Pourtant, ce n’est pas l’avis de ce touriste français trouvé sur les lieux. Accompagné de son épouse Marianne, Charles explique que c’est surtout pour des raisons pratiques qu’ils ne peuvent pas se procurer certains objets. «On achète souvent des pièces de petite dimension. Elles sont plus pratiques et ne pèsent pas très lourd. Ce qui risque d’être difficile pour le transport dans l’avion», se défend-il, reconnaissant cependant «la beauté et la diversité de modèles qu’offre le tapis marocain».
De l’autre côté de la rue, un magasin venait de vendre une pièce d’une taille moyenne.
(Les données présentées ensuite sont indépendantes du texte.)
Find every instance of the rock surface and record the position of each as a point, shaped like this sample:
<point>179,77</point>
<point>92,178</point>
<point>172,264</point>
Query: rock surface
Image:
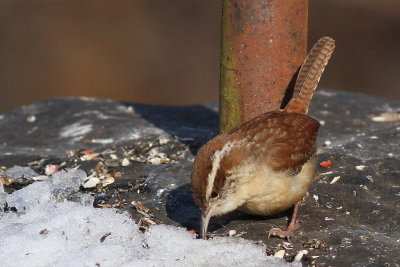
<point>352,215</point>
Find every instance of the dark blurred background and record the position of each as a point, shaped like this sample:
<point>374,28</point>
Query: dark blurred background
<point>167,51</point>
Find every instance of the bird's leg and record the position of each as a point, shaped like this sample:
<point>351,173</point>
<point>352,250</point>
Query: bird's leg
<point>292,227</point>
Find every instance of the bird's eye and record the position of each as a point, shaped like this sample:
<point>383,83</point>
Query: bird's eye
<point>214,194</point>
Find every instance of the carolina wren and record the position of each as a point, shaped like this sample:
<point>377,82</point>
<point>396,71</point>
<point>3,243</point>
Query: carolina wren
<point>265,165</point>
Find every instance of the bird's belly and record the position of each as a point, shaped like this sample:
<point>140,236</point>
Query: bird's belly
<point>270,193</point>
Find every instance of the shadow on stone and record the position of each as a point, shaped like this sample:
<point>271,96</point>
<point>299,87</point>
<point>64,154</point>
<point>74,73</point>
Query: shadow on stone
<point>191,125</point>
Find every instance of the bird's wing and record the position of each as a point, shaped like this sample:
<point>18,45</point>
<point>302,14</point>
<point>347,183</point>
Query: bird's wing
<point>285,140</point>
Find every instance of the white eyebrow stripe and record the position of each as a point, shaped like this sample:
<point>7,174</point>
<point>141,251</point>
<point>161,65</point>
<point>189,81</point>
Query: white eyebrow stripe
<point>216,162</point>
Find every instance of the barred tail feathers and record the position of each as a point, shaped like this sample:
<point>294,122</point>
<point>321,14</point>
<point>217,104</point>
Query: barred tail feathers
<point>310,74</point>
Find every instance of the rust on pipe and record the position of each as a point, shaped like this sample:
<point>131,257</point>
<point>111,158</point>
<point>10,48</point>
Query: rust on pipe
<point>263,44</point>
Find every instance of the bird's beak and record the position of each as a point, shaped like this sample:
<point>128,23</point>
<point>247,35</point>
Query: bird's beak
<point>205,219</point>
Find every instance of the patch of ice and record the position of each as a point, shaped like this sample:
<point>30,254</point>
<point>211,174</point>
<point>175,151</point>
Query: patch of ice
<point>102,141</point>
<point>20,172</point>
<point>76,129</point>
<point>49,232</point>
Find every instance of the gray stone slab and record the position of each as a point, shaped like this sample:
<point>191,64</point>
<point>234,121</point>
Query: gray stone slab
<point>354,221</point>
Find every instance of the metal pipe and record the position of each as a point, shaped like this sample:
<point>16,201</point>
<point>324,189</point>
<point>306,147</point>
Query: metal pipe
<point>263,44</point>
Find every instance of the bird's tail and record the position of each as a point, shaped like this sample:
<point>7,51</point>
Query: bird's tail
<point>309,75</point>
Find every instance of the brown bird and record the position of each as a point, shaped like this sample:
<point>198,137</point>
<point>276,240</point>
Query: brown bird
<point>267,164</point>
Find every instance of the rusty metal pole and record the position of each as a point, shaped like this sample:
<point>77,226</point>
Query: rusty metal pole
<point>263,44</point>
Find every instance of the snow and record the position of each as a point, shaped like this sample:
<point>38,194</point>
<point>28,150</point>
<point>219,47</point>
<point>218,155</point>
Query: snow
<point>49,229</point>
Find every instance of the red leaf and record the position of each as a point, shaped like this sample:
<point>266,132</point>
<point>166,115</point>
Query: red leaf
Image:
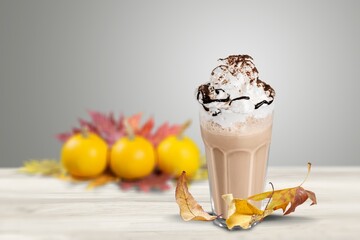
<point>134,121</point>
<point>152,182</point>
<point>146,128</point>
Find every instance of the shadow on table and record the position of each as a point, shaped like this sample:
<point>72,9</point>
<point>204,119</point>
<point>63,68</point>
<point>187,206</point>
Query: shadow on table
<point>291,219</point>
<point>287,219</point>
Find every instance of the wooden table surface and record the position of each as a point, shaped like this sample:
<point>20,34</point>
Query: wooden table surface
<point>33,207</point>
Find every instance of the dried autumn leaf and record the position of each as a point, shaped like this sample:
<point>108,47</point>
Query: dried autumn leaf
<point>189,208</point>
<point>241,213</point>
<point>48,167</point>
<point>287,198</point>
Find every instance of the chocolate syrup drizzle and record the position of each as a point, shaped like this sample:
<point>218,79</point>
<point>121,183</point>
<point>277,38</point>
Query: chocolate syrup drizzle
<point>234,64</point>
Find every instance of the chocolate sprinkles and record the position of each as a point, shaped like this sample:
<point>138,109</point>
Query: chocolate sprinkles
<point>234,65</point>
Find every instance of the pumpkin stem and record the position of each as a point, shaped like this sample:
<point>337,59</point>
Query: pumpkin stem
<point>85,131</point>
<point>129,130</point>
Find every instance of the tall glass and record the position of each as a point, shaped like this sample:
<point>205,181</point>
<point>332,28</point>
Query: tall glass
<point>236,156</point>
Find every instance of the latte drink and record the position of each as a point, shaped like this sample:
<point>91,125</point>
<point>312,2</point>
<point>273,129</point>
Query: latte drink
<point>236,160</point>
<point>236,118</point>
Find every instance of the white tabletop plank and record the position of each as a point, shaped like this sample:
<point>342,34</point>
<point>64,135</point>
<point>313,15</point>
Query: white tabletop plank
<point>33,207</point>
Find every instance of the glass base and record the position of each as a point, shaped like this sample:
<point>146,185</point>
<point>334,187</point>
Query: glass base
<point>221,222</point>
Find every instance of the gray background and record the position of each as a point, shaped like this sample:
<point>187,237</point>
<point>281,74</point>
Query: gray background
<point>59,59</point>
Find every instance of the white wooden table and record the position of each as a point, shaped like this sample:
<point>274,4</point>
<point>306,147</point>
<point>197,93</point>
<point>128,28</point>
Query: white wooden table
<point>34,207</point>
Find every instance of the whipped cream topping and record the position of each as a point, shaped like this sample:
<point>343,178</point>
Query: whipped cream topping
<point>235,88</point>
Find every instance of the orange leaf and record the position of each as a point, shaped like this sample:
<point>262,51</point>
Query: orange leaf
<point>286,198</point>
<point>241,213</point>
<point>189,208</point>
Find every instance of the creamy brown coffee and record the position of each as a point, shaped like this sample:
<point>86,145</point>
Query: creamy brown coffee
<point>237,161</point>
<point>236,123</point>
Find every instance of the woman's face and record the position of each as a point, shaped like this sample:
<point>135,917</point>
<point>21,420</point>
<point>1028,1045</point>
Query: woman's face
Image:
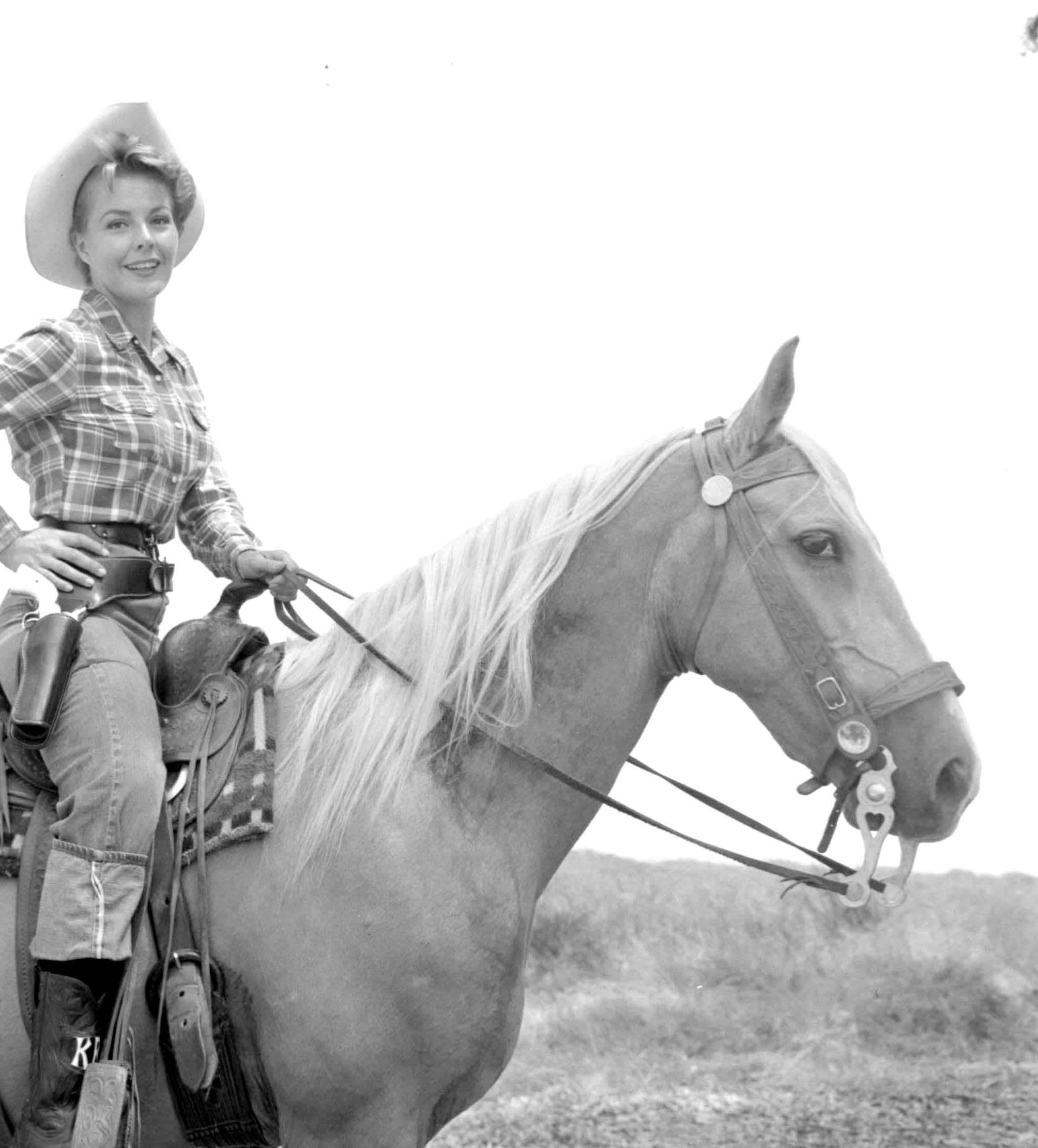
<point>129,238</point>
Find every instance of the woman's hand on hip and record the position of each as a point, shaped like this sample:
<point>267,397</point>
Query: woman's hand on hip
<point>276,567</point>
<point>65,558</point>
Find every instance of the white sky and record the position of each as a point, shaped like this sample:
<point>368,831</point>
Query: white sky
<point>454,251</point>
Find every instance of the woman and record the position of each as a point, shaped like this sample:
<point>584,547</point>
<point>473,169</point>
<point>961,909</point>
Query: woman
<point>109,430</point>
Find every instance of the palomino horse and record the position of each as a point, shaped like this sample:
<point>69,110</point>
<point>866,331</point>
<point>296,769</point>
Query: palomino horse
<point>382,927</point>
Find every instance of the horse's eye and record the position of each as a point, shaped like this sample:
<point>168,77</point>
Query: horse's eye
<point>819,545</point>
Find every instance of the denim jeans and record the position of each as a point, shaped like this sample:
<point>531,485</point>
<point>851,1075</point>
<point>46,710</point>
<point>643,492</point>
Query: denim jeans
<point>105,757</point>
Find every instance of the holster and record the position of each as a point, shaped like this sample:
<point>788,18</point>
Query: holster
<point>45,664</point>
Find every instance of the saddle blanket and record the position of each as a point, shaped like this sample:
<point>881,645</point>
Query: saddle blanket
<point>245,807</point>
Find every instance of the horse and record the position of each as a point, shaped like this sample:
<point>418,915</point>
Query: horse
<point>381,929</point>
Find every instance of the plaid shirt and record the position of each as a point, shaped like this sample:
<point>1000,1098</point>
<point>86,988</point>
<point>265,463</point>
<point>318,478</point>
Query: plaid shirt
<point>103,431</point>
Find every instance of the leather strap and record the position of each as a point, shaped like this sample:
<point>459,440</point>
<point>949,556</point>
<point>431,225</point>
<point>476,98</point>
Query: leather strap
<point>798,628</point>
<point>127,577</point>
<point>920,684</point>
<point>125,534</point>
<point>36,850</point>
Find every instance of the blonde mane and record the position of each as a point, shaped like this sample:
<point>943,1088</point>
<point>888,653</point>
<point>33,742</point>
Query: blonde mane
<point>462,624</point>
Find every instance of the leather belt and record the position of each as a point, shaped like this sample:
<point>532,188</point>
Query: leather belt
<point>124,534</point>
<point>125,578</point>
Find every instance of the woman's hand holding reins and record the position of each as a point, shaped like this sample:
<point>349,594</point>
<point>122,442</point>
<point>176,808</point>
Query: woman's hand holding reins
<point>62,557</point>
<point>276,567</point>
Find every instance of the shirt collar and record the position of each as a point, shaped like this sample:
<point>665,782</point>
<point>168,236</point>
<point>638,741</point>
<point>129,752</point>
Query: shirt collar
<point>98,307</point>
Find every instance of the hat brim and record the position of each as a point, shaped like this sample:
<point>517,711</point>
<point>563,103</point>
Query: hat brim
<point>52,193</point>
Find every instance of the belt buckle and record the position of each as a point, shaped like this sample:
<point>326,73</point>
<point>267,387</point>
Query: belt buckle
<point>162,577</point>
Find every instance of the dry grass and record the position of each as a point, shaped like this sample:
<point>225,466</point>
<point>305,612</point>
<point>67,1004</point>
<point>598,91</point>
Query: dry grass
<point>690,994</point>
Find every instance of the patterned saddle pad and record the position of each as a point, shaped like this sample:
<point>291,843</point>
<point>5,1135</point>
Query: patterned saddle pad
<point>246,805</point>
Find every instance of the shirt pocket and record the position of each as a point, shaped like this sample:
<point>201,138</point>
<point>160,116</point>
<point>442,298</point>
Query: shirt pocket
<point>201,441</point>
<point>113,425</point>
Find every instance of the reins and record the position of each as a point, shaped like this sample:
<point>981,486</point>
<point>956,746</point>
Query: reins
<point>288,616</point>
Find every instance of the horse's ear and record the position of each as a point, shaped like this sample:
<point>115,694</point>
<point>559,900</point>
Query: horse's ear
<point>759,419</point>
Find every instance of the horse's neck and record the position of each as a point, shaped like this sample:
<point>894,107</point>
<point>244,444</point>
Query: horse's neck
<point>598,675</point>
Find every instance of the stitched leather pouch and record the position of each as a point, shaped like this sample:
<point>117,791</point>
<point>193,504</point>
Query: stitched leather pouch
<point>49,651</point>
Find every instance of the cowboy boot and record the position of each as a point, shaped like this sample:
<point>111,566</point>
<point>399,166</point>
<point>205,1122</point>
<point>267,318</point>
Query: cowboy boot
<point>66,1038</point>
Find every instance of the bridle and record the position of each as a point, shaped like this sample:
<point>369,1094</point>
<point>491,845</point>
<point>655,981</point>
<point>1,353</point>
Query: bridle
<point>846,723</point>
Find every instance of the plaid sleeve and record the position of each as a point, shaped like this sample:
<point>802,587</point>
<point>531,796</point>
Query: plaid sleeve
<point>212,521</point>
<point>38,377</point>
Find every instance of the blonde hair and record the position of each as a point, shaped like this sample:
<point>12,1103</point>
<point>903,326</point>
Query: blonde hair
<point>129,155</point>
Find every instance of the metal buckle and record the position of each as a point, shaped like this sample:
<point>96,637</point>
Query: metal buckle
<point>840,697</point>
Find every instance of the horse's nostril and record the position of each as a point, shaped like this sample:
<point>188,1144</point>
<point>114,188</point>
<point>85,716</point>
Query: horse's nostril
<point>955,782</point>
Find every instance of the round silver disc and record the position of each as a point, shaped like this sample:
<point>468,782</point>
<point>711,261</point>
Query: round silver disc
<point>855,738</point>
<point>877,791</point>
<point>717,491</point>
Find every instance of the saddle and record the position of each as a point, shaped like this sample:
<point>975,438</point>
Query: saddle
<point>202,706</point>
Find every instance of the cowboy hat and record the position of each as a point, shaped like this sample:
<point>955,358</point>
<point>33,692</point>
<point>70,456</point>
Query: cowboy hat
<point>49,208</point>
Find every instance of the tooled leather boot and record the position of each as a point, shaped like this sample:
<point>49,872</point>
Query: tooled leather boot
<point>66,1038</point>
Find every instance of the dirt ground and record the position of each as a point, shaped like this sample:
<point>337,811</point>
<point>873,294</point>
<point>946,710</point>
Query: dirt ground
<point>942,1106</point>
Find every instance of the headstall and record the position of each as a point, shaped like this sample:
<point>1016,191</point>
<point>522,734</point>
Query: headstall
<point>848,723</point>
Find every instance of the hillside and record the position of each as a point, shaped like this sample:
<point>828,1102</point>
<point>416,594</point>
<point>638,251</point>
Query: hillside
<point>691,1004</point>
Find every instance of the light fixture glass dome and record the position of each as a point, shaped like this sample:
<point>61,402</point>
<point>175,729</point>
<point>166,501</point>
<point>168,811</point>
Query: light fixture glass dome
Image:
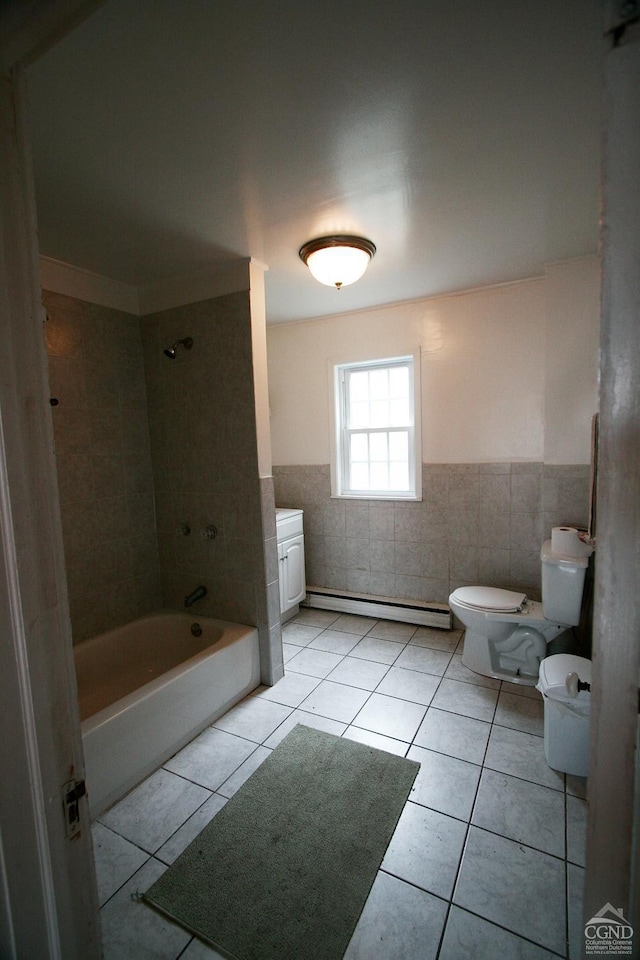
<point>339,260</point>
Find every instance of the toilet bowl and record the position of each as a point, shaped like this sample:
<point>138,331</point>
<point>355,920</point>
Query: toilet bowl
<point>506,633</point>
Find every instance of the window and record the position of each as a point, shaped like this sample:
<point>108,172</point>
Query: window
<point>377,441</point>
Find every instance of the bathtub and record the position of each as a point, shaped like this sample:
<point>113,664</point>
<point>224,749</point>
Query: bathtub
<point>146,689</point>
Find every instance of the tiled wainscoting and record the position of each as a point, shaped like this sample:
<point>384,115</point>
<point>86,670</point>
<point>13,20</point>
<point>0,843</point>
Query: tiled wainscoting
<point>477,523</point>
<point>487,859</point>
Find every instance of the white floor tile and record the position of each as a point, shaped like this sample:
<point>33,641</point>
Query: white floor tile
<point>520,713</point>
<point>399,747</point>
<point>453,734</point>
<point>315,618</point>
<point>365,674</point>
<point>352,623</point>
<point>131,930</point>
<point>521,755</point>
<point>244,771</point>
<point>457,671</point>
<point>289,651</point>
<point>467,699</point>
<point>197,950</point>
<point>189,830</point>
<point>152,812</point>
<point>446,640</point>
<point>425,849</point>
<point>314,663</point>
<point>334,641</point>
<point>391,717</point>
<point>444,783</point>
<point>515,887</point>
<point>424,659</point>
<point>391,630</point>
<point>399,922</point>
<point>468,937</point>
<point>253,719</point>
<point>299,634</point>
<point>211,758</point>
<point>335,701</point>
<point>382,651</point>
<point>409,685</point>
<point>522,811</point>
<point>290,691</point>
<point>309,720</point>
<point>376,689</point>
<point>116,860</point>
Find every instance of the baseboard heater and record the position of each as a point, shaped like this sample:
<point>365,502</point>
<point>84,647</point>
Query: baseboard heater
<point>423,613</point>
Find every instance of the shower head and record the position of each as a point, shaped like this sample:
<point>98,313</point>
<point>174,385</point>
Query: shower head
<point>187,343</point>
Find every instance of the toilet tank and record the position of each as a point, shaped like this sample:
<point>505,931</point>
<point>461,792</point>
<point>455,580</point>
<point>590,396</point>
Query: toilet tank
<point>562,585</point>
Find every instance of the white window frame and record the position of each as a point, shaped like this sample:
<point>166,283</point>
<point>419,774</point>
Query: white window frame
<point>339,460</point>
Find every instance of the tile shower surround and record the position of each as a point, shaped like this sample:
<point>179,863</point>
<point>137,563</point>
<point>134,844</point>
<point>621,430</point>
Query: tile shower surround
<point>477,523</point>
<point>103,460</point>
<point>143,444</point>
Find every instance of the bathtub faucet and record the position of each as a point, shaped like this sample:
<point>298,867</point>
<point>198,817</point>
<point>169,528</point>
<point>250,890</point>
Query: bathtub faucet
<point>197,594</point>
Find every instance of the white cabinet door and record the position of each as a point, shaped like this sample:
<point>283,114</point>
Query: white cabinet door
<point>292,579</point>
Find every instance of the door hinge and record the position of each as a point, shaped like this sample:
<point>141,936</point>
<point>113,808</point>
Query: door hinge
<point>72,792</point>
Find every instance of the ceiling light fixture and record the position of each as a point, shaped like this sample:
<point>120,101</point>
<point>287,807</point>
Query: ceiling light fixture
<point>339,260</point>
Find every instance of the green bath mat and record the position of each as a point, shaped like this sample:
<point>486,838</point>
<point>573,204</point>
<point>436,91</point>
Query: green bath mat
<point>282,872</point>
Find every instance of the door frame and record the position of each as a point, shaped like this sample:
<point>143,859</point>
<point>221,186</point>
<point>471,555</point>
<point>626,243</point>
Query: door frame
<point>48,890</point>
<point>613,821</point>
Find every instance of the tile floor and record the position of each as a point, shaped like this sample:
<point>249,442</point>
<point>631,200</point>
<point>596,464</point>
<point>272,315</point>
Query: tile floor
<point>487,858</point>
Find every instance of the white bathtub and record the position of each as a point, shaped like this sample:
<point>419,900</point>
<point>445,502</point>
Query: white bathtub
<point>149,687</point>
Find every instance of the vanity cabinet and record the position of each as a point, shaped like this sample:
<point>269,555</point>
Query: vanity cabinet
<point>290,538</point>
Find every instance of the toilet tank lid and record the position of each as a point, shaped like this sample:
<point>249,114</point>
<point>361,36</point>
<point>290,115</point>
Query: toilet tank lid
<point>491,598</point>
<point>560,559</point>
<point>553,676</point>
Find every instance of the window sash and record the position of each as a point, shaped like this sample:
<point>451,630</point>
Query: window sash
<point>373,476</point>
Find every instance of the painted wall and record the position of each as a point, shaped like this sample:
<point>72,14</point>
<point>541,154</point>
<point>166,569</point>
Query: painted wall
<point>509,373</point>
<point>509,386</point>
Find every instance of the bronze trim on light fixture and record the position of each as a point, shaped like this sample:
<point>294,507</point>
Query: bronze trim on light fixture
<point>337,240</point>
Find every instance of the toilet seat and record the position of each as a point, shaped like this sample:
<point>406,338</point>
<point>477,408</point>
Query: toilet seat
<point>492,599</point>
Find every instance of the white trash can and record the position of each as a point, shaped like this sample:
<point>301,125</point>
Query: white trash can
<point>566,717</point>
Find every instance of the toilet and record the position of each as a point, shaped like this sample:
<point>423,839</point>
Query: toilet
<point>506,633</point>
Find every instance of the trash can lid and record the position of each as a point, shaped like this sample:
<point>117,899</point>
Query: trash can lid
<point>553,676</point>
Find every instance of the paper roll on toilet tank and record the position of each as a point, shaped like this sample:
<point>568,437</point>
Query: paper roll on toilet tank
<point>566,540</point>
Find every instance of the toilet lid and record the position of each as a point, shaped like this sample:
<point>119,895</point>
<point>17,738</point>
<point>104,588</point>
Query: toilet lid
<point>491,598</point>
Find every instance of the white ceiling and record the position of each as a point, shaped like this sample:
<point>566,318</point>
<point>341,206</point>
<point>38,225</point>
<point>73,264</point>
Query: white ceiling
<point>462,137</point>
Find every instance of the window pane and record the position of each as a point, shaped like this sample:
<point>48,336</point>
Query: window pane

La gérante, une sexagénaire du nom de Benjelloune, moins fataliste, tempère la situation. «Le marché du tapis n’est pas mort. Il a connu certes des remous ces dernières années dus à la crise et à la concurrence des tapis confectionnés par les industries. Mais il survit jusqu’à présent», rétorque-t-elle, ne voulant pas donner plus de détails sur ses revenus.
Le tapis de Rabat, bien que prisé, coûte plus cher que le tapis synthétique fabriqué dans les usines. Son prix est jusqu’à 2 ou 3 fois plus élevé que le produit imité.
Une situation qui, selon Mohammed, s’explique par «le nombre important de femmes qui travaillent le tapis et le temps nécessaire (plus d’un mois) pour le confectionner». Ces femmes, nous dit Mme Benjelloune, «boudent de plus en plus le métier, découragées par les efforts pénibles consentis et les revenus maigres gagnés». «Ce qui ne manque pas d’influencer l’offre», poursuit-elle.
Depuis quelques mois, des travaux ont été entrepris pour aménager et rendre plus attrayante l’ancienne rue des consuls. «En rendant cette ruelle plus étroite et moins fréquentable avec les bruits des machines, la poussière et les odeurs occasionnées, ces travaux chassent les clients surtout les touristes», nous dit Haj. Même son de cloche pour M. Aly qui voit dans cette affaire «une complication d’une situation déjà critique». Mais, de son côté, Noureddine considère que ces travaux, une fois terminés, ne feront qu’améliorer la donne. «La rue sera plus attirante et les touristes se feront certainement plus nombreux», renchérit-il.
Le tapis de Rabat s’est forgé une notoriété dans le temps pour devenir un des produits incontournables de l’artisanat marocain. Caractérisé par ses symétries, ses motifs floraux accompagnés souvent d’un médaillon au centre avec différentes formes, le «roi des tapis marocains» est composé de deux catégories. Une première appelée tapis «Extra» et une autre dite «Supérieure». Le premier type, plus cher, se distingue par le nombre de points qui composent la trame. Ce dernier peut aller jusqu’à 40 points sur 10 centimètres. Son prix est compris entre 1 000 et 1 500 DH le mètre carré. Le second, quant à lui, se reconnait par son nombre de points moins importants (30 sur 10 centimètres). Il est fait à base de coton ou de laine et coûte moins cher que le premier (environ 500 DH le mètre carré). Pour son histoire, quand certains disent que des Mauresques venus s’installer sur les rives du Bouregreg l’auraient amené vers le 17e siècle, d’autres, plus légendaires, narrent qu’«un jour, une cigogne a laissé tomber dans le patio d’une maison un morceau de tapis oriental», qui aurait inspiré les femmes qui confectionnèrent le tapis de Rabat.
-* Les tapis sont précieusement rangés à l’intérieur des échoppes à cause des travaux de réaménagement de la rue.
-* La vente de tapis ne marche plus comme avant.